You might worry that while juggling work, family, and school responsibilities you simply will not have enough time to study. Truthfully, it is harder to focus and find motivation after a long day at work but it can be done. You need to come up with a plan of action, to prepare yourself mentally, and to figure out what works for you. We are here to help you through the process. Read our post on how to effectively study while holding down a job in order to make the best out of both experiences.
However, keep in mind that the educational path you embark on is also a factor that determines how possible it is for you to keep a job. For instance, accelerated programs tend to be more challenging, which might make it harder to divide your efforts between work and school. So, choose your school and nursing program carefully, opting for one that allows you to study at your own pace. That might extend the duration of your studies, but it will get you one step closer to your goal.
From picking a job with a flexible schedule to making sure you enter a nursing program that offers online training (making it more career friendly) there are ways for you to manage nursing school and real life. Overall, it’s up to you to find the middle ground that works for you.
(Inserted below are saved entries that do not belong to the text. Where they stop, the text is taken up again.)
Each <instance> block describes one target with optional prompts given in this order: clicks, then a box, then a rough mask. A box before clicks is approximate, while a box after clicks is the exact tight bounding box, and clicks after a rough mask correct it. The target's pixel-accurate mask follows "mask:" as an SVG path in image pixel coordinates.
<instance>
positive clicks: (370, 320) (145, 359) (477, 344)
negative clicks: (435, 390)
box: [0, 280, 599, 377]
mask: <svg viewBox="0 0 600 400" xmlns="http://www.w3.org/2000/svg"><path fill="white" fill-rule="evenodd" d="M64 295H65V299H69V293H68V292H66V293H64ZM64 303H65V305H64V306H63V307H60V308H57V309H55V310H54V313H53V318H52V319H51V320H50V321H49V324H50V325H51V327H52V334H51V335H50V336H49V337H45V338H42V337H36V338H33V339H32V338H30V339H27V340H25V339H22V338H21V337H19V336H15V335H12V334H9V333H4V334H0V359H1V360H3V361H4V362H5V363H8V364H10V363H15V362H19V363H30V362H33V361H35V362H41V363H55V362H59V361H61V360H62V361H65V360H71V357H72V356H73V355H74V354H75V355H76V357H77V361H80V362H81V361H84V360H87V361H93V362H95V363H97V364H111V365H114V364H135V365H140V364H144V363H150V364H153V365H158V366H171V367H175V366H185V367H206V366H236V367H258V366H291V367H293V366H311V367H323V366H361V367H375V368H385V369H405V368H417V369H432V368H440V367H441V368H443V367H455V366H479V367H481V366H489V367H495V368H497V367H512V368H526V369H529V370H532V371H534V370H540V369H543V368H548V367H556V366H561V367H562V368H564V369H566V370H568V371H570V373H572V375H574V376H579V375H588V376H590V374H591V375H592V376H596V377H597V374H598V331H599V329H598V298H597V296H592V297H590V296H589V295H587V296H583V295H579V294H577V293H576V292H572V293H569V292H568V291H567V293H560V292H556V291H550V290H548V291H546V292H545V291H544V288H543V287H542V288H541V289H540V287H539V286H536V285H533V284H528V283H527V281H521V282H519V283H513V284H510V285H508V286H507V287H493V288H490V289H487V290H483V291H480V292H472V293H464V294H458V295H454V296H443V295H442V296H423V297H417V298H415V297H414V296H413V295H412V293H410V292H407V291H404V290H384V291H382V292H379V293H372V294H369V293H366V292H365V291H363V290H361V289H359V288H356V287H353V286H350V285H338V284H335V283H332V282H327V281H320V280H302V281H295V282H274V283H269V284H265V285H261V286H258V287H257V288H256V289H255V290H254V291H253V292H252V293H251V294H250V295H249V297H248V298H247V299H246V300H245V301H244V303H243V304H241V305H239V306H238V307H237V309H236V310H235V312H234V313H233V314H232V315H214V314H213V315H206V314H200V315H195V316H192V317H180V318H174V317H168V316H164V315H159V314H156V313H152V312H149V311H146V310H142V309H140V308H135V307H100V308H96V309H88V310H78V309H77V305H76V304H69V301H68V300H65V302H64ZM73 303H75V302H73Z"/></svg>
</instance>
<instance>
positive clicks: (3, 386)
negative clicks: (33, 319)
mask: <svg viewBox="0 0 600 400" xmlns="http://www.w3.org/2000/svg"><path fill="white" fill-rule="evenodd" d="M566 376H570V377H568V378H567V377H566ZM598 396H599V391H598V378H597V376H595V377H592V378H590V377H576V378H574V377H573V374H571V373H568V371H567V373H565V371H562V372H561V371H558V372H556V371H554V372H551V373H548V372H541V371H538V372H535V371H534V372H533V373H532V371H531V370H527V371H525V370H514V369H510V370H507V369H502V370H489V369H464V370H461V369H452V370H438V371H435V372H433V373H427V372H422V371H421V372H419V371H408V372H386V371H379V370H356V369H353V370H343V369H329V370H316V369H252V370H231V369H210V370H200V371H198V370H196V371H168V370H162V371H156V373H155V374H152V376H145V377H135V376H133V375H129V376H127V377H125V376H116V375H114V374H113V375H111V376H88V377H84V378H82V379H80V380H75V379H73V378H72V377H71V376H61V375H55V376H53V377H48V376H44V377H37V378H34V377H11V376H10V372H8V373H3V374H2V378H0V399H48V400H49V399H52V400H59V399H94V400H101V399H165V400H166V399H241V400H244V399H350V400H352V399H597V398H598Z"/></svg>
With perseverance and determination, you’ll be able to face everything life throws at you.
Nursing school is a big commitment regardless if you enroll in a one year LPN program or decide to pursue education up to a master’s or doctoral level. In the end, the decision of what educational path you’re going to pursue is in your hands and you need to make the choice that best aligns with your career goals, available time, personal responsibilities, and individual needs. Choose the pace of learning that works for you. Just never give up on your desire to help others by becoming the best-registered nurse you can be.